Une recrudescence des décharges sauvages pendant le confinement

Pendant le confinement, les déchetteries ont fermé leurs portes, ce qui a donné lieu à une augmentation des décharges illégales, générant des impacts environnementaux, sociaux et économiques. Erwin Regnier, chargé de mission Plan Climat Air Énergie Territorial (PCAET) pour la CCLO et CCPE (Communauté de Communes de la Plaine d’Estrées),  nous explique les conséquences.

Qu’est-ce qu’une décharge sauvage ?

E.R : Cela fait référence à un abandon de déchets sur un espace délictueux par des particuliers ou des entreprises, sans autorisation administrative et/ou sans acquiescement de l’acquéreur du terrain.

Pourquoi faut-il nettoyer ?

E.R : Il faut éliminer les déchets jetés en plein air pour limiter leur temps de dégradation, préserver la biodiversité de notre territoire et éviter une pollution à long terme. Nous avons un devoir de respect de l’environnement pour les générations futures.

Quels sont les impacts ?

E.R : Les conséquences du déversement illégal sont nombreuses et dépendent du type de déchets et du lieu d’élimination. Tout d’abord, les décharges sauvages nuisent à l’intégrité du paysage. Elles sont délétères au tourisme de notre territoire. Ensuite, l’impact sur l’écosystème peut varier considérablement selon la nature des déchets (batteries, peinture, produits sanitaires, huile, etc.). Il existe des risques pour la santé de la population en raison de la pollution des eaux, des sols et d’une inhalation potentielle de gaz toxiques.

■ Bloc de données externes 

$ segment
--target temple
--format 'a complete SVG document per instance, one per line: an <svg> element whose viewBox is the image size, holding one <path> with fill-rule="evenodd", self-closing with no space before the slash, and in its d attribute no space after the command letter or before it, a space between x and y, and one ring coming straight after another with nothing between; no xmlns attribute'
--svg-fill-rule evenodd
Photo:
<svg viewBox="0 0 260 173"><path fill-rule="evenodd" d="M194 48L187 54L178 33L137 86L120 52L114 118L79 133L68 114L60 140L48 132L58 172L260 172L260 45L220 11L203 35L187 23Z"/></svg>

Quelle solution est envisageable ?

E.R : Plusieurs actions peuvent être mises en place. Juste à titre d’exemple, dans certains endroits, des bénévoles participent à un défi nommé « le worldcleanupday ». Il consiste à les ramasser dans la nature pendant toute une journée. Cela s’est déjà vu sur les plages. Une année, les élèves d’une école primaire de Cuise-la-Motte ont participé à cette initiative citoyenne et en ont été très fiers. Nous savons que les conditions actuelles liées au Covid ne s’y prêtent peut-être pas pour le moment. Quoi qu’il en soit, à l’échelle internationale, la prochaine journée mondiale de nettoyage devrait se tenir le 19 septembre 2020. En attendant, à défaut de pouvoir y participer, éviter les décharges sauvages est déjà un acte très responsable.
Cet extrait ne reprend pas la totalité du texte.